Open-world scope is hard to pin down with a single number, but Where Winds Meet gives a few clear signposts. The developers set an early baseline of more than 20 square kilometers for the first version of the map, and the game now frames its world as 20+ distinct regions with thousands of points of interest, spanning dense cities, wilderness, temples, and tombs. That combination—an initial footprint plus ongoing expansion—matters more than a headline figure if you want to understand how big the game really feels.
Map size: more than 20 km² for the first version
The earliest public figure for Where Winds Meet’s world was “larger than 20 square kilometers” for the first version. That baseline included a major urban hub (Bianjing City), a large wild area, and several smaller towns. The team also emphasized that the world was designed in three dimensions—with underground spaces and altitude—so horizontal kilometers only tell part of the story. Expect the map to feel bigger than a flat measurement suggests once you factor in vertical exploration.
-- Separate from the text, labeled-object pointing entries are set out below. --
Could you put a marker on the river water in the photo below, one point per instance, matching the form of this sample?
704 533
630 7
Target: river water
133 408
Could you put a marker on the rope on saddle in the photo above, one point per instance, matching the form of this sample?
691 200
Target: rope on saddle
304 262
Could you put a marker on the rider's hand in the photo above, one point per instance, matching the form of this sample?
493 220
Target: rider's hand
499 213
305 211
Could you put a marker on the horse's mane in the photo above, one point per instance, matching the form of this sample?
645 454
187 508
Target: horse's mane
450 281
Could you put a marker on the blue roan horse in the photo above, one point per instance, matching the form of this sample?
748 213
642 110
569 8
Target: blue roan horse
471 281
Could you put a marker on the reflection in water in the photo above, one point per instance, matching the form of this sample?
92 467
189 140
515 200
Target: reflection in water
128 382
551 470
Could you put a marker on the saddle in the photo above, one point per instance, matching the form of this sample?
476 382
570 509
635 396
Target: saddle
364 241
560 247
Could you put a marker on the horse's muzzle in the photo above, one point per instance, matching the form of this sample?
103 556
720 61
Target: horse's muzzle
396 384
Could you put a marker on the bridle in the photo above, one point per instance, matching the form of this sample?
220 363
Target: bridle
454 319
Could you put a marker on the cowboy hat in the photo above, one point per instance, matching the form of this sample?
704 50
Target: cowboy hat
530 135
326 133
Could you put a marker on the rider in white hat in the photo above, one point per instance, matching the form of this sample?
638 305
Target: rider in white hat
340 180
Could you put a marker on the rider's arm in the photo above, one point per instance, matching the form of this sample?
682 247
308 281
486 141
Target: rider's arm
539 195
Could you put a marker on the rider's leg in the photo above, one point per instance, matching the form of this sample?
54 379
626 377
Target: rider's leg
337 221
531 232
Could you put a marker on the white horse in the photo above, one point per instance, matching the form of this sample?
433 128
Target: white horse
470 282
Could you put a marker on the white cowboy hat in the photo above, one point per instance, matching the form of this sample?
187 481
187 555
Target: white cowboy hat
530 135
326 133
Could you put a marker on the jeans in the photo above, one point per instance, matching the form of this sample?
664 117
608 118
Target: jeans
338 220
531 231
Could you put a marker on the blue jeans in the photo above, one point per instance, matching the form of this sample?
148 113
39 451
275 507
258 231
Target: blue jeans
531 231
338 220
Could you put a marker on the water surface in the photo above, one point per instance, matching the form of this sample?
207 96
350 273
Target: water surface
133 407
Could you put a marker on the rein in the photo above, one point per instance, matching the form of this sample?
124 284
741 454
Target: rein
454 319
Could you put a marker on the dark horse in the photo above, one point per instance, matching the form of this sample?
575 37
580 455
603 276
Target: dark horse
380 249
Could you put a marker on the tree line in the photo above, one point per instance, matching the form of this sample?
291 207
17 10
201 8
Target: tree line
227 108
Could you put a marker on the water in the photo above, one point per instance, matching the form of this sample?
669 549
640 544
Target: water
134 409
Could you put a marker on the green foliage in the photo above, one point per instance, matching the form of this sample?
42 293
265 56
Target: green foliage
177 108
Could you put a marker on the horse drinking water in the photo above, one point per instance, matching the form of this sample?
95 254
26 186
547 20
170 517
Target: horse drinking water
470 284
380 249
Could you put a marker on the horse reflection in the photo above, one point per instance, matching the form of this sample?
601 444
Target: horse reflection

From one big map to 20+ regions
Since that initial milestone, the game has organized its world into more than 20 unique regions. In practice, that means you’re moving through clearly defined zones—historical city districts, countryside and forests, hidden temples, cave networks—rather than one continuous plate of terrain. The developers highlight “thousands of points of interest,” which helps explain why the map rarely feels empty even as you cross long distances.
What’s actually inside the world
Scale is only useful if it’s populated. Where Winds Meet leans on a few pillars to fill its space:
- Large, historically inspired cities with dense neighborhoods and indoor spaces.
- Wilderness areas that layer exploration, environmental puzzles, and combat.
- Hidden locations—tombs, temples, and interiors—that add vertical and underground routes.
- Dynamic elements: time of day and weather shift how spaces look and who you meet.
This structure balances long traversal stretches with short, discovery-heavy loops as you move from hub to hub.
Traversal tools change how big the map feels
The game’s traversal options are designed to compress travel time without breaking immersion. You can run and wall-run across rooftops, glide to cover long gaps, ride a horse for overland travel, and use fast travel between key locations once you’ve been there. That mix keeps the cadence of exploration brisk even when you’re crossing entire regions.
Solo, co-op, and a shared evolving world
Where Winds Meet supports narrative-focused solo play, online co-op with up to four players, and access to a shared, evolving world with large-scale activities. That shared layer is relevant to map size because it drives continued additions over time—new activities and areas keep the frontier moving outward rather than freezing the map at its initial footprint.

Core map facts
| Map aspect | Details |
|---|---|
| Stated area (first version) | More than 20 km² |
| World structure | 3D design with underground spaces and altitude |
| Major hubs | Bianjing City plus several smaller towns |
| Wilderness | One large wild area, plus forests and rural routes |
| Regions | 20+ unique regions, thousands of points of interest |
| Traversal | Parkour and rooftop running, gliding, horse riding, fast travel |
| Play modes | Solo, online co-op, shared evolving world |
How to think about “20 km²” in 2025
That first-version figure sets a baseline, not a ceiling. As new regions and activities arrive, the map’s practical size grows in two ways: outward (more land to cover) and inward (more density inside existing regions). The result is a world that’s large on paper and, more importantly, busy in play—whether you’re threading a city alley, diving into a tomb, or gliding between rooftops.
In short, the map started big and has been built to keep getting larger and denser. If you care more about what you’ll do between markers than the number of square kilometers, that’s the right direction.